I saw Santa Claus for the first time in that department store. But I never wrote to him. None of my friends did either. We continued to address our wishes, with greater or lesser success, to the Three Wise Men. We had never quite warmed up to that chubby, smiling man who supposedly came in a sleigh pulled by reindeer, sliding down the supposed chimneys of our houses.

"Let us work tirelessly to foster among ourselves a revolutionary, anti-capitalist, anti-colonial, anti-imperialist perspective that dismantles manipulations and makes an everyday 'Vindication of Cuba.'"

Many years later, I came across Santa again in an unusual place: a small library in an eastern village of Cuba. At the time, I was working at the Ministry of Culture, touring various provinces and municipalities, and I wanted to see firsthand the project "Character of the Month." According to what I was told, that library chose a historical figure each month for children to research, draw, and write about. They had already covered Rafael María de Mendive, Heredia, Finlay, Guiteras, and other memorable figures. But since it was December, the "Character of the Month" was none other than Santa Claus.

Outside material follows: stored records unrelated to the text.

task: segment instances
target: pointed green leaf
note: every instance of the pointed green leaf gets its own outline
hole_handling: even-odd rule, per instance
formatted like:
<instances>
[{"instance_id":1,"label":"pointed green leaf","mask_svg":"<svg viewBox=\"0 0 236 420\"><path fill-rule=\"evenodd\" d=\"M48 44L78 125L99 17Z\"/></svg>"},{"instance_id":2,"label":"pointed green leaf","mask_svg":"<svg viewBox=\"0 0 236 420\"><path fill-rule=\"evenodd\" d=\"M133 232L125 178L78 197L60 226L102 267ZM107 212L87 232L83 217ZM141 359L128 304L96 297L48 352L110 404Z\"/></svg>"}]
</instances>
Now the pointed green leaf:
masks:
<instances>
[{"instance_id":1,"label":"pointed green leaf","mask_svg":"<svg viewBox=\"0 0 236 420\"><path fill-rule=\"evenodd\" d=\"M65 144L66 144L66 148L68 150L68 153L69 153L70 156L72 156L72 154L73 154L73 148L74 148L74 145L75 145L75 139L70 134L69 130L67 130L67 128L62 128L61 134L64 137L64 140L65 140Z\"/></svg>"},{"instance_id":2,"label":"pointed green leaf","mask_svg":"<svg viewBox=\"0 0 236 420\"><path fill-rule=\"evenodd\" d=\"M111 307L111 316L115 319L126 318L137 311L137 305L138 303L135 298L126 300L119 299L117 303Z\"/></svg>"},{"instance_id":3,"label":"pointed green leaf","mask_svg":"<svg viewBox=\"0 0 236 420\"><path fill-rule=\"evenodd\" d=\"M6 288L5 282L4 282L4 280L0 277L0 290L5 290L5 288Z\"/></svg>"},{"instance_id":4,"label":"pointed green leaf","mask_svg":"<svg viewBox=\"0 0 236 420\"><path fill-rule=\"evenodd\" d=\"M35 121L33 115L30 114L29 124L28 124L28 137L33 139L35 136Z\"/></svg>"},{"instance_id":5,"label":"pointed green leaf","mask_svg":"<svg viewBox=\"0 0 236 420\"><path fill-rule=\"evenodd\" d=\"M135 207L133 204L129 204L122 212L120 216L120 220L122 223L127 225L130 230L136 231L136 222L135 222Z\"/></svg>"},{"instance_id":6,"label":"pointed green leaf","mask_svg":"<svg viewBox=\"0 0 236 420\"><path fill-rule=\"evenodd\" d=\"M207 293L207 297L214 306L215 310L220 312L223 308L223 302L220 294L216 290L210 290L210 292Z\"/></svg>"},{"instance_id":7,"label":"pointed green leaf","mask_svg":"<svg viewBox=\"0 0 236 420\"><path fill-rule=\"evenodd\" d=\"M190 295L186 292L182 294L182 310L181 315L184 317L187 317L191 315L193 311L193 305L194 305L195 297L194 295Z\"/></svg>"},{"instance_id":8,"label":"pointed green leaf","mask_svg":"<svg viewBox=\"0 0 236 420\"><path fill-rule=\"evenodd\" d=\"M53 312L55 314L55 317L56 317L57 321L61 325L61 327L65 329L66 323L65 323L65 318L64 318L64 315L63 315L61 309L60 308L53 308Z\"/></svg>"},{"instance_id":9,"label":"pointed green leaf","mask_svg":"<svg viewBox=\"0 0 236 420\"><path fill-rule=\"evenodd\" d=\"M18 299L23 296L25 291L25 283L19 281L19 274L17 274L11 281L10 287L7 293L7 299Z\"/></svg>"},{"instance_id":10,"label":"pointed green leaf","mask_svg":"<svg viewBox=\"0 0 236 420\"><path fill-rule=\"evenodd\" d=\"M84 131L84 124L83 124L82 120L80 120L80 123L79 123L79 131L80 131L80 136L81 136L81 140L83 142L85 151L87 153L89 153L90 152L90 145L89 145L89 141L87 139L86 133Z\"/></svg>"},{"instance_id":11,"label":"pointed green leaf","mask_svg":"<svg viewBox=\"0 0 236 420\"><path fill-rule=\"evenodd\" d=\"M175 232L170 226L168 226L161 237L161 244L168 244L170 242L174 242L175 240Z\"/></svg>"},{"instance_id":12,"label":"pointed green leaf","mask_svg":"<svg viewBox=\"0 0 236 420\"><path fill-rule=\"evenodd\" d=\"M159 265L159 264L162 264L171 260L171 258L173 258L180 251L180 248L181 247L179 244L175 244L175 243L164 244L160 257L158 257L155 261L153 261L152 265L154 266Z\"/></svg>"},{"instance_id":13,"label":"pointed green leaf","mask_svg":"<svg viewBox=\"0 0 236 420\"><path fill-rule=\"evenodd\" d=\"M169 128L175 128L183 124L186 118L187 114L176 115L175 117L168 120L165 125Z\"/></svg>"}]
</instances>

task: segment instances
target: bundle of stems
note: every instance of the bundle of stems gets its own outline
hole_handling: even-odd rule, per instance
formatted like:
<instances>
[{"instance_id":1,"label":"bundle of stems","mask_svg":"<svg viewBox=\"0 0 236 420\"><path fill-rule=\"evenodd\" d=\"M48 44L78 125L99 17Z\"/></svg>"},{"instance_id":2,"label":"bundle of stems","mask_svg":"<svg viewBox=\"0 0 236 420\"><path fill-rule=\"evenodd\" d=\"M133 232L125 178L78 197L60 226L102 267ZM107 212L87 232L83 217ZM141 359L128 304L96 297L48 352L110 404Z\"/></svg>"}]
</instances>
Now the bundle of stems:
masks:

For me, it was a difficult moment. Those librarians believed in what they were doing and proudly showed me the drawings and texts by children featuring the chubby boy with a permanent smile, wearing the red-and-white hat and suit. In fact, I was very careful: I encouraged them to keep going; although I allowed myself to insist that they avoid, as much as possible, "imaginary characters," that is what I said, in order to focus on those who have marked the history of Cuba and Our America.

Before leaving the little town, I had one last unforgettable clash. On the facade of a pretentious, glass-covered building (what we called at the time "The Shopping"), Santa Claus himself was shining, with his sleigh, reindeer, bells, laughter, smile, and everything else.

Now, in Havana in December, this symbol of Yankee "modernity" has multiplied to delirium on the facades of restaurants and every imaginable business, in figures, inflatables, in very diverse formats. The cheerful, red-and-white fat man is supposed to attract the public, consumers, money.

Let's not forget Martí's warning: "American laws have given the North a high degree of prosperity, and they have also elevated it to the highest degree of corruption. They have metallicized it to make it prosperous. Damn prosperity at such a cost!"

We must always return to Martí, to his denunciation of the poisoned "prosperity" of the United States. It is a central component of his legacy, of the legacy of Fidel, Raúl, and Díaz-Canel.

Let us work tirelessly to foster among us a revolutionary, anti-capitalist, anti-colonial, anti-imperialist perspective that dismantles manipulations and makes an everyday "Vindication of Cuba."